Ano 7| Nr.76 | jul 2022
Editorial
Guerra: uma ameça à saúde global
A invasão da Ucrânia pela Rússia, a 24 de fevereiro, despoletou um dos mais rápidos movimentos migratórios da história. Mais de 1/3 da população se deslocou: 8 milhões internamente e 6,3 milhões fugiram para países vizinhos, 90% são mulheres e crianças. Consequentemente foi ativada a diretiva da UE de proteção temporária para acolhimento nos vários estados membro, incluindo Portugal. Garantindo acesso a cuidados de saúde e de educação iguais à população local.
Treze milhões de pessoas continuam no terreno de guerra, encurraladas em áreas de luta intensa ou por destruição de infraestruturas. Enfrentam escassez de alimentos, água e cuidados médicos.
A localização de grande parte das unidades de saúde em zonas de conflito condiciona perturbações graves ao seu funcionamento. Há ruptura de linhas de abastecimento o que condiciona um acesso limitado a medicação, instituições e profissionais de saúde.
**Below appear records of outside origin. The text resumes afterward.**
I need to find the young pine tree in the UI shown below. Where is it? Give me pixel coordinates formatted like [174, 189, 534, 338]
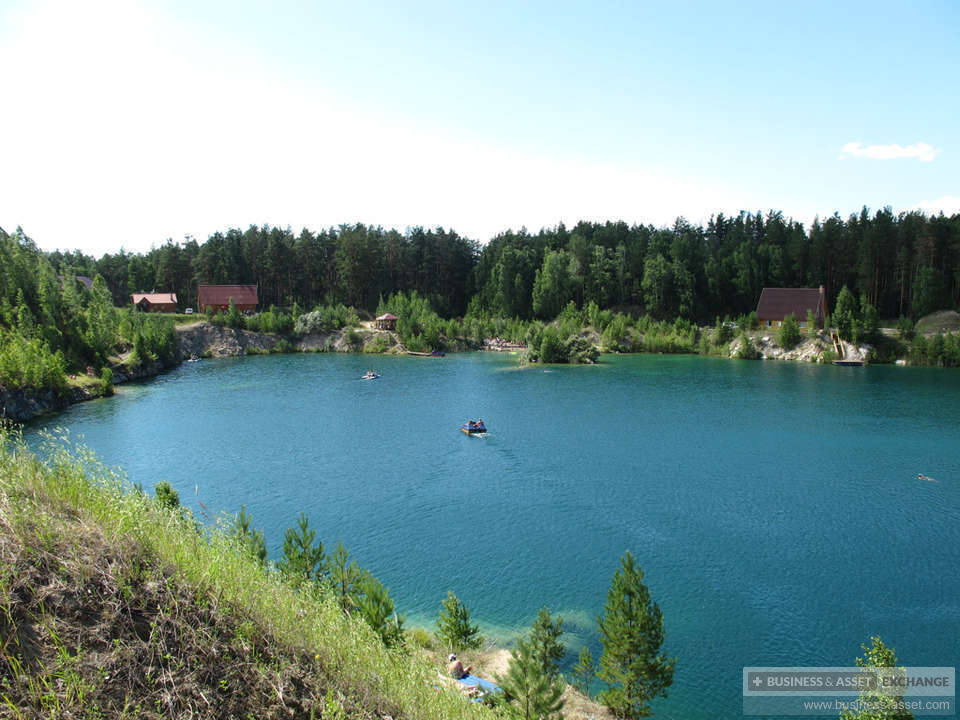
[530, 607, 566, 678]
[573, 646, 597, 697]
[330, 542, 363, 613]
[597, 550, 677, 720]
[840, 637, 913, 720]
[777, 313, 800, 350]
[437, 590, 483, 650]
[497, 639, 564, 720]
[278, 513, 327, 586]
[357, 572, 403, 647]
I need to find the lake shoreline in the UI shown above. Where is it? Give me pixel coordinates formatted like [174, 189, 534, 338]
[0, 320, 928, 423]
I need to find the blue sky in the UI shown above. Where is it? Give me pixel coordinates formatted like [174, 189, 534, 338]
[0, 0, 960, 255]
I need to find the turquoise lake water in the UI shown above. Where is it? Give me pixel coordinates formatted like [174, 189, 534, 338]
[26, 353, 960, 718]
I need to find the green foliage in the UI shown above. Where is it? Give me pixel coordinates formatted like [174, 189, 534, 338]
[497, 638, 564, 720]
[437, 590, 483, 651]
[233, 505, 267, 565]
[244, 305, 297, 335]
[226, 298, 246, 330]
[777, 313, 800, 350]
[0, 328, 67, 391]
[153, 480, 180, 510]
[910, 332, 960, 367]
[833, 285, 860, 341]
[406, 628, 433, 650]
[330, 542, 363, 612]
[600, 314, 633, 352]
[737, 333, 760, 360]
[573, 646, 597, 697]
[533, 250, 576, 320]
[100, 367, 113, 397]
[294, 304, 360, 335]
[637, 315, 697, 353]
[897, 315, 915, 340]
[377, 291, 447, 352]
[357, 572, 403, 648]
[530, 607, 566, 678]
[597, 550, 677, 718]
[840, 637, 913, 720]
[0, 429, 487, 720]
[277, 513, 327, 586]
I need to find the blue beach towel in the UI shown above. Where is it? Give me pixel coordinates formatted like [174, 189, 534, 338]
[457, 675, 500, 692]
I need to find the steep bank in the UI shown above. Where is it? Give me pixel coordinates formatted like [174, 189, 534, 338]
[0, 387, 94, 422]
[0, 431, 488, 720]
[727, 331, 872, 364]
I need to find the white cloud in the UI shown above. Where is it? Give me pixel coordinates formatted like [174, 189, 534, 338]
[917, 195, 960, 216]
[0, 0, 796, 255]
[840, 142, 940, 162]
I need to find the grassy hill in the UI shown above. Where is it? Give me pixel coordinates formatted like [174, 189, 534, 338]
[0, 429, 496, 720]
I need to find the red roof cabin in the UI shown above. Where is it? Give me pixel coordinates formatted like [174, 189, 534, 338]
[131, 293, 177, 312]
[376, 313, 397, 330]
[757, 285, 827, 330]
[197, 285, 257, 312]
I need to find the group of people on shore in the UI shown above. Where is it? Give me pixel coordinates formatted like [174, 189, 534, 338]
[483, 337, 527, 350]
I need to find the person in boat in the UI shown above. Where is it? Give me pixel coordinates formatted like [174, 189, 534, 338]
[447, 653, 473, 680]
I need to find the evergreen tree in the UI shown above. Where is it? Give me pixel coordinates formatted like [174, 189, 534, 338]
[530, 607, 566, 678]
[497, 638, 564, 720]
[278, 513, 327, 585]
[597, 550, 677, 719]
[357, 572, 403, 647]
[840, 637, 913, 720]
[437, 590, 483, 650]
[833, 285, 860, 340]
[777, 313, 800, 350]
[573, 646, 597, 697]
[330, 542, 363, 612]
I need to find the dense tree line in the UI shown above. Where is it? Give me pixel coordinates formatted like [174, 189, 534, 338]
[0, 228, 176, 390]
[472, 208, 960, 322]
[26, 208, 960, 321]
[50, 224, 479, 317]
Existe assim, uma maior suscetibilidade a doenças transmissíveis. As condições de vida associadas ao conflito, nomeadamente os aglomerados de pessoas em abrigos, aumentam o risco de propagação de doenças por via respiratória, como a COVID-19 e sarampo. Por outro lado, a baixa taxa de vacinação aumenta o risco de surtos, particularmente em crianças pequenas. Foram reportados recentemente casos de poliomielite na parte ocidental do país. Existe ainda risco de doenças transmissíveis por água e alimentos, incluindo cólera, hepatites A e E. A violência de género e o abuso sexual são realidades crescentes, que acarretam risco de infeções de transmissão sexual.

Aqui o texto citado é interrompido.